If there’s a prevailing population of employees from overseas or a different ethnic origin in one company, other cultural differences may create issues as well. A common problem is when the acquirer finds that the employees of the company it has acquired are not used to the same standards of success now required. Equally the incoming company’s original employees can feel threatened by a newly acquired workforce if the new people seem more hardworking and successful than them.

There are many other reasons why workforces may refuse to integrate properly, or why acquired workforces may resist changes from their new owners. Bringing organisations together will always involve change, and most people respond to it better when it is introduced at a more gradual rate and they are informed and consulted about how they will be affected. Sometimes the best approach is to identify the obvious ‘champions’ who understand the need for change and get them to bring the rest of their people on board. Other times it is the employees who were disaffected under the old regime who respond well to change if it is the change they have been wanting for a long time.

Merging companies can sometimes be the easy part. Merging cultures can take years to achieve. Research and a good plan are the only ways to anticipate cultural issues and help you bring people along with you. These need to be factored in at an early stage when the decisions are being made.

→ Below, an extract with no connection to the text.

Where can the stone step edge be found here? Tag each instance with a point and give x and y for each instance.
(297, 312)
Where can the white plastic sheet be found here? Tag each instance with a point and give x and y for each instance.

Tips for helping cultures merge:

  • Build a strong management team to ensure a smooth transition and communicate honestly and regularly. Get people in both organisations together as early as possible. Tell staff about the changes and how they might be affected
  • Plan the new business processes carefully before the transition takes effect. The effect of a transfer or merger affects different functions differently. Give some thought to the way departments will be affected and take steps to minimize the impact.
  • Be realistic in workflow planning. It’s fairly usual for people to be less productive than normal when they are dealing with the changes.
  • Allow time to work through the changes and get back up to full speed.